Electricity Tariff Increase in Nigeria: How It Affects Businesses
Dear Business Owner in Nigeria,
Are you aware that come April 1st, 2020, you’ll be paying a lot more for electricity than you presently do? If you aren’t, there’s been an electricity price increase in Nigeria. This is no “April Fool” Prank. It’s the sad reality.
In the tariff review clarification notice from the Association of Nigerian Electricity Distributors (ANED), the Discos said the tariffs would change from April 2020. “The tariffs shall remain an equivalent as they presently are (i.e. 2015 levels) until April 1, 2020 when there will be an increment to cater for tariff shortfall”. This shortfalls or losses shall be gradually passed on to the buyer until this is fully completed by the end of 2021.
According to the PUNCH newspapers, the Nigerian Electricity Regulatory Commission (NERC), has approved that an additional N8 to N14 per Kilowatt hour, will be added to the present tariff.
LET’S DO A QUICK MATH…
Let’s say you spend an average of N3 per Kwh, and you use, say 12,000 Kwh monthly. That’s 36,000 right? ( Still a lot but what can you do?). Now imagine that an extra N8 is added to the daily cost. That means you’ll pay N11 * 12,000. That’s N132,000 monthly! Wow!
Electricity Tariff Increase in Nigeria: How It Affects Your Business and what you can do about it
As a business in Nigeria, a constant struggle is trying to keep expenses to a minimum. With the unanticipated shoot in the cost of electricity, how are businesses being affected by the increasing cost of this unavoidable business expense?
HOW THIS AFFECTS YOU
- Increment in budget for power: Due to the tariff increase, Business owners will be forced to increase the amount budgeted for power. This might negatively affect the running cost of the business.
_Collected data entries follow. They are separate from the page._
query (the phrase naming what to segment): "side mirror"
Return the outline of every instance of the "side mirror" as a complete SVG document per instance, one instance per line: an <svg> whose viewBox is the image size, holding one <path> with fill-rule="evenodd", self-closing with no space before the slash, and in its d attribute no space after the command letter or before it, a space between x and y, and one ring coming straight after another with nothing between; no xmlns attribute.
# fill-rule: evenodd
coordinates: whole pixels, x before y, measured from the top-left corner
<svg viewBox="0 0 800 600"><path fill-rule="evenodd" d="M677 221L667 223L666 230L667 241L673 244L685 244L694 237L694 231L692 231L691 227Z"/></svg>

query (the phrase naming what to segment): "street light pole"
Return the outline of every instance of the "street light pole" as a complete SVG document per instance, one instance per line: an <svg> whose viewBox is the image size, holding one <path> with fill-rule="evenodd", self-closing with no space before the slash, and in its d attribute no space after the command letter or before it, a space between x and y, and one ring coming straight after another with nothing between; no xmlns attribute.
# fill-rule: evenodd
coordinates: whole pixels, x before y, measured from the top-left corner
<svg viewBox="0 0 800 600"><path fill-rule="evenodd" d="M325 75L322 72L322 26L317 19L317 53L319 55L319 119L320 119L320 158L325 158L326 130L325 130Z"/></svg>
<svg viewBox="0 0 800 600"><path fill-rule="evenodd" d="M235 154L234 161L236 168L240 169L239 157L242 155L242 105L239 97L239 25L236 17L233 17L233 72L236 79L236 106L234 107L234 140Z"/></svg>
- High Running Cost of Buying Fuel: The increase of electricity tariff coupled with the low supply of electricity will lead to an increment of the daily consumption of Petroleum products by Business owners.
- Risk of Folding up: For businesses heavily reliant on electricity, the risk of closure might rear its ugly head. This might in turn, spike up the rate of unemployment.What then can you do, to ensure that this unanticipated electricity tariff increase doesn’t run your business to the ground?Consider Other Energy Alternatives
One of such alternatives is having renewable forms of energy supplying energy consumption demand at a business premises.
Using the likes of biomass, wind and solar systems to deliver energy can help businesses save on energy bills, as well as help reduce their contribution to climate change.
Solar Inverters and Bio Fuel might be Cheaper alternatives to the cascading power supply, in the long run. So, why not make some research and see if it’s a viable option?
Installing a Prepaid Meter
If you don’t already use one, a pre-paid electricity meter in your work environment may be a way to help you better monitor your electricity spend and usage.
While this won’t cost you less in terms of cost per kilowatt hour, you’ll be more conscious of your electricity usage, as well as how much it is costing you per day.
Limiting your Electricity Consumption
Remember the Warren Buffet Quote: “If you buy things you do not need, soon you will have to sell things you need.”
So, you might need to take a step back and do some analysis. Discard or reduce use of equipment you might not be needing. This will help motivate you to lower your electricity usage and better budget your monthly electricity spend.